Three Poems by Janet Sutherland


    Chalk Paths

    At that exact spot there was a beautiful stillness;
    we were poised to begin our course along the shoulder
    and two white lines, always at the proper angle,
    ran like the heavier veins of a bright mineral
    up to the surface—quartering, as it seemed, the land.
    It was as if there had been a flood, the paths dipping
    and rising to a pale grey and pared to a point
    where they were hoisted to the sky. Clear water, a refractive
    brilliance, and these thoughts running between us.
    The folds of the hills blown like glass to a definite
    smoothness, the sea picked at by light. But none
    of this is ornamental; with the minimum of force,
    you said to me ‘choose’. We are cast as tapering shadows
    having forgotten who we were when we set out.

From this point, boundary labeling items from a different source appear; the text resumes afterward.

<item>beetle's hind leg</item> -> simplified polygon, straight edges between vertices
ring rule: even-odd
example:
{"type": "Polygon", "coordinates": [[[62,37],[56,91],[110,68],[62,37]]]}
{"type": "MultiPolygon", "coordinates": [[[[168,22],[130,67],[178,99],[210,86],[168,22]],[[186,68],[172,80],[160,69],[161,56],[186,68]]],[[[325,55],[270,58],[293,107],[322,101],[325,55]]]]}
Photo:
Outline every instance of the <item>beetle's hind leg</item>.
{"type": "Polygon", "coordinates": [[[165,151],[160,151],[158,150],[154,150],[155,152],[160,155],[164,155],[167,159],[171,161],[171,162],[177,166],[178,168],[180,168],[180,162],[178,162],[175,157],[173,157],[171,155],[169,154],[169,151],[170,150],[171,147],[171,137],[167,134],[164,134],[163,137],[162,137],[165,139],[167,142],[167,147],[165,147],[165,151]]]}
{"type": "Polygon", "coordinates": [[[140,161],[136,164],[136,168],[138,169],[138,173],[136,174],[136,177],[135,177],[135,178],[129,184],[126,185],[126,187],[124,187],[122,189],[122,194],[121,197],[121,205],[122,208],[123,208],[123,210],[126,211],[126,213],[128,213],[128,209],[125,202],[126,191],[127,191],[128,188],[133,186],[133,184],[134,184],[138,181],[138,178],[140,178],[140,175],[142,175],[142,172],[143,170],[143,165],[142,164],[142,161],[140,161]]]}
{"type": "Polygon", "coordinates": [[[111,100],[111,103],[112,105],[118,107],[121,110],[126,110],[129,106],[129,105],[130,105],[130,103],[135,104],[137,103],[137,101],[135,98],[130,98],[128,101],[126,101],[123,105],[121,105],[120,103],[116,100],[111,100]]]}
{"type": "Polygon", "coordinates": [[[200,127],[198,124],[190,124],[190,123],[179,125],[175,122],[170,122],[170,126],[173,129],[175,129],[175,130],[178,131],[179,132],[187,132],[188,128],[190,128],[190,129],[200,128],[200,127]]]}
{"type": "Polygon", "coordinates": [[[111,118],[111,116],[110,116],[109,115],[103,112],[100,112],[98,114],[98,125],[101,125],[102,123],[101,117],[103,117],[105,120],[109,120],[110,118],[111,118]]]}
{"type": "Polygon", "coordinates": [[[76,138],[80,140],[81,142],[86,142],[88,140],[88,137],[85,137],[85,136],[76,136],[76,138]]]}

    Is it possible to fold a watermelon?

    The AI pauses to consider this question; these tests
    for common sense require an absolute, and, yes,
    the AI knows it should put ‘no’ though, clearly,
    there are twelve ways to fold a watermelon.
    Unfolding the water melon afterwards is more
    perplexing (this question was not asked, but
    the AI ponders it) since the folding usually denatures
    at least some of the material. The AI has been
    studying Catastrophe Theoretic Semantics
    and recalls that “the fold catastrophe furnishes
    the archetype of frontiers and borderlines”,
    an interesting idea, which it incorporates
    into its emerging ideas on poetry. The theory
    suggests that the critical points of the fold
    are readily discussed as birth and death.
    ‘Is this the same as the on/off switch?’
    the AI asks itself. When people are folded
    the unfolding may require a stay in hospital
    or a trip to the funeral home. The AI is curious
    about the concept of a ‘funeral home’ (it seems counter-
    intuitive) and has noticed that people appear
    to exhibit less malleability than water melons, though
    clearly, the numerical values will be constant.

    Ernest Davis a computer scientist at New York University says AI’s often struggle with what we would regard as common sense. He suggests writing exams specifically for machines. The questions would be trivial for a human but too strange or obvious to be looked up online such as ‘Is it possible to fold a Watermelon?’ New Scientist 26/09/2015


    Wild Bees at the Greyfriars Priory

    Their muttering is rough like sea
    under the sandstone cliff, that draws men
    to its overhang. This coast hungry

    and sated at the same time. They say
    you can hear bells on a clear night,
    tolling endlessly for luck or money.

    God drowned here as well as the traders.
    When we found oranges on the beach
    we thought we would plant all the pips,

    a poor return for such adversity—
    but only flesh lay under blazing
    rind. These bees work hard for small reward

    combing the beaches for vermillion;
    natives of gradual accrual
    or party goers dredged in pollen.


    Janet Sutherland studied at Cardiff University and at the University of Essex and lived for 20 years in Hackney. She has three full collections with Shearsman Books: Burning the Heartwood, 2006, Hangman’s Acre, 2009 and Bone Monkey, 2014. Her poetry has appeared in numerous magazines and anthologies. She currently lives in Lewes, East Sussex.